Back in Writing 220, I described my writing style as follows:
To shed some light on why I do write, it is essential to first understand a few things regarding how I write: First, as you may have noticed, I had to bend over backwards to avoid using the second person in that last sentence. Second, I’m cringing so hard that it’s actually becoming painful at the thought of how many contractions I’ve used thus far. And finally, notwithstanding these grave violations of my writing morals, you will never see me stoop so low as to start a sentence with a conjunction or, God-forbid, use a pair of those hideous parentheses (except as a citation).
Ok, while this description was meant to be a bit tongue-in-cheek at the time, what I find almost as funny is how much my writer’s mind has changed since I wrote it a year and a half ago. What I then regarded–almost with pride–as my defining style, I now acknowledge–almost with regret–as my greatest writer’s vice.

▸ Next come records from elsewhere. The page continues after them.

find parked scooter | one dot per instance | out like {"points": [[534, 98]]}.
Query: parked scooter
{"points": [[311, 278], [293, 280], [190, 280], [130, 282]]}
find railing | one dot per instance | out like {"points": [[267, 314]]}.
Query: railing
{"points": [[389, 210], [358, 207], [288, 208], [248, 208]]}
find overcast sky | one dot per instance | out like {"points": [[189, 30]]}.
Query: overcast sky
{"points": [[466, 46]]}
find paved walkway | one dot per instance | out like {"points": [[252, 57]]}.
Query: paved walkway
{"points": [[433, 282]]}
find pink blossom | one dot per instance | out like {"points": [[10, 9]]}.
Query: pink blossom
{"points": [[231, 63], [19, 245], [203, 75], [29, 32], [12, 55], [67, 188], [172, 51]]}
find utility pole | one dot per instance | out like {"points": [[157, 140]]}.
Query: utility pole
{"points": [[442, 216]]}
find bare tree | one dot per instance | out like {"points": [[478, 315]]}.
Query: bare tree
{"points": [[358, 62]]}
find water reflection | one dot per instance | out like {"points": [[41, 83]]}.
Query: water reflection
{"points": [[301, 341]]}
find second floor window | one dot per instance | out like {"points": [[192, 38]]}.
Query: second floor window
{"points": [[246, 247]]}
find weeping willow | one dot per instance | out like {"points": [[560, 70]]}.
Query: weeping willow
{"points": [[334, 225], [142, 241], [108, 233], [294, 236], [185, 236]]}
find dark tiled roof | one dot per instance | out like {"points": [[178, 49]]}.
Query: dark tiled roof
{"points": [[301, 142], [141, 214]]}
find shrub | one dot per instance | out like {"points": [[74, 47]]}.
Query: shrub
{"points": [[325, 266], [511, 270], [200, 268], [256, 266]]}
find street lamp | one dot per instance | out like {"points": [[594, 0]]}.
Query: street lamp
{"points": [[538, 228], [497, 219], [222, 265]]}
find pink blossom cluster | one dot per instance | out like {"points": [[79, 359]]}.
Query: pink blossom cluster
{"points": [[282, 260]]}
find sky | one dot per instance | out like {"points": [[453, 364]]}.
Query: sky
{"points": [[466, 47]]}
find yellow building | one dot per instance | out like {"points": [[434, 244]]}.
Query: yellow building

What is this vice, you ask? Kind souls call it “a tendency to be overly formal.” Others, less inclined to euphamisms, call such a style what it is: “stuffy”, “impersonal”, “distant.”
To be sure, formal writing has its place. In fact, much of what I would consider my finest writing is of this style–a term paper on Michelangelo’s famed Last Judgment Sistine Chapel fresco, a literary analysis of “Special Duties” a hilarious short story by Graham Greene, and a lengthly research paper on the Catholic Latin Mass.
Yes, formal writing has its place. I just need to know when to use it. Or better yet, when not to.
Oddly enough, one of the classes that really helped me in this regard was none other than a class on professional writing. Coming into the class last semester, I thought professional writing would fit right within my writer’s comfort zone. As you might imagine, I soon became uncomfortable. More than merely resumes and cover letters, where the writer can hid behind fancy words and job titles, I found that professional writing extended to all the way to personal statements and social media, genres which expose the writer and from which there is no escape. It was then that I learned that “professional” does not mean “formal” as much as it means “appropriate”–appropriate for the given audience and rhetorical situation.
Fast forward to today, and this struggle has by no means disappeared. But one thing has changed with regard to my writer’s vice–I’m at least aware of it.